Um exemplo: nesta semana, Jeb Bush, que tem um talento impressionante para "timing" ruim, optou por publicar um artigo de opinião no "The Wall Street Journal" condenando o governo Obama por emitir "uma enxurrada de regras que matam empregos e esmagam a criatividade". Não importa seu uso impróprio de estatísticas escolhidas a dedo, ou o fato de os empregos no setor privado terem crescido mais sob as políticas "que matam empregos" do presidente Barack Obama do que durante o governo do irmão de Bush. 

E quais as regras terríveis, injustificadas, que Bush propõe eliminar? 

A regulação do carbono deve cair, é claro, porque não fazer nada a respeito da mudança climática se transformou em uma parte essencial da identidade republicana. Assim como a reforma da saúde de Obama. 

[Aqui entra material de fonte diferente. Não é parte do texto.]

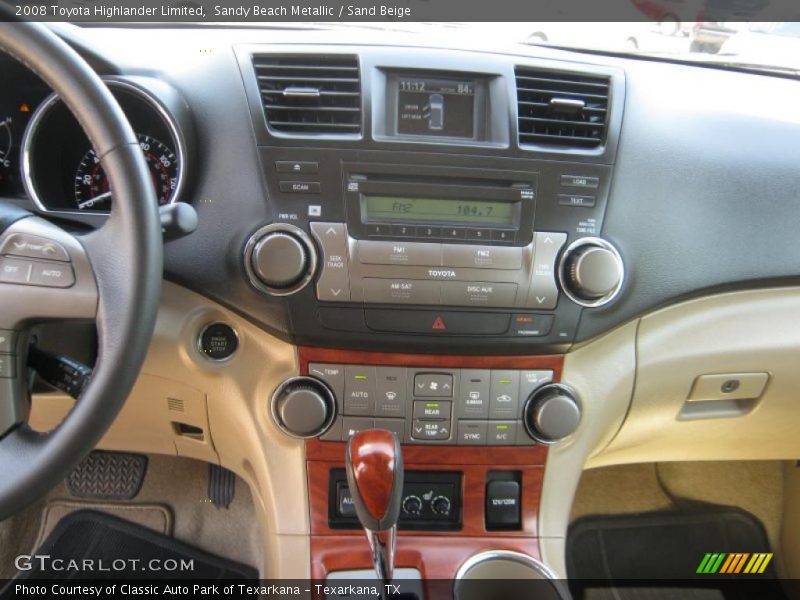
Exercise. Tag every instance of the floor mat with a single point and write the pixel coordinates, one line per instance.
(658, 556)
(153, 516)
(127, 551)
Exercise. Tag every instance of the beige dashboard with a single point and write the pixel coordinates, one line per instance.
(634, 386)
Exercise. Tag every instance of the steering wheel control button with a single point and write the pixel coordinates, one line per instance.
(33, 246)
(7, 340)
(551, 413)
(473, 393)
(333, 284)
(280, 259)
(303, 407)
(433, 385)
(52, 275)
(504, 398)
(7, 366)
(503, 505)
(15, 270)
(472, 433)
(591, 272)
(218, 341)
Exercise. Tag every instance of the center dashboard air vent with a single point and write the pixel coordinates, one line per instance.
(309, 95)
(562, 109)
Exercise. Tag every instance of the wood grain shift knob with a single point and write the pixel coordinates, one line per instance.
(374, 465)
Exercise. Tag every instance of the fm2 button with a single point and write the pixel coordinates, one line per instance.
(218, 341)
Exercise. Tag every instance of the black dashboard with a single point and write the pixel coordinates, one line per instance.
(427, 197)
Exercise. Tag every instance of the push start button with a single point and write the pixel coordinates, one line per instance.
(218, 341)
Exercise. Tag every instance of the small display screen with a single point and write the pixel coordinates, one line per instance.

Mas Bush também propõe eliminar as regras em relação ao descarte de cinzas de carvão, um subproduto das usinas elétricas a carvão que contém mercúrio, arsênio e outros contaminantes que podem causar sérios problemas a saúde  caso se infiltrem as águas subterrâneas ou se espalhem pelo ar como poeira. Tentar limitar esses riscos soa como uma ação arbitrária, sem sentido? 

E há as escolas com fins lucrativos, um setor assolado por fraude –porque é muito difícil para os estudantes avaliarem o que estão recebendo– que deixa jovens americanos demais com dívidas pesadas e sem uma perspectiva real de melhores empregos. Mas Bush condena as tentativas de limpeza. 

Ah, e ele condena o governo por "regular a internet como uma empresa de utilidade pública", que pode soar estranho até você perceber que o que está de fato sendo regulado são os provedores de serviços de internet, que enfrentam pouca ou nenhuma concorrência em muitos mercados locais. Eu já mencionei que na Europa, onde os provedores de internet são obrigados a acomodar a concorrência, a banda larga é muito mais rápida e barata do que aqui? 

Por último, Bush pede por uma reversão da regulação financeira, repetindo a alegação amplamente desmentida de que a lei Dodd-Frank encoraja os bancos a se tornarem grandes demais para falir. (Os mercados discordam: a julgar pelos seus custos de tomada de empréstimos, os grandes bancos perderam, e não ganharam, desde que a lei Dodd-Frank entrou em vigor.) Por que deveríamos achar que deixar os bancos agirem de forma desenfreada representaria algum risco? 

O fato é que Bush não está errado em sugerir que houve um recuo na direção de uma maior regulamentação sob Obama, uma tendência que provavelmente prosseguirá se um democrata vencer a próxima eleição. Afinal, Hillary Clinton divulgou um plano para limitar os preços dos medicamentos  ao mesmo tempo em que Bush fazia seu ataque antirregulação. 

Mas a reação regulatória está ocorrendo por um motivo. Talvez tivéssemos regulações demais nos anos 70, mas já passamos 35 anos confiando que as empresas farão a coisa certa com supervisão mínima –e não funcionou. 

Assim, o que está acontecendo ultimamente é uma tentativa de consertar esse desequilíbrio, de substituir a oposição por reflexo à regulamentação por um uso sensato da regulação, onde há um bom motivo para acreditar que as empresas possam agir de formas destrutivas. Nós veremos a continuidade desse esforço? A eleição do ano que vem dirá.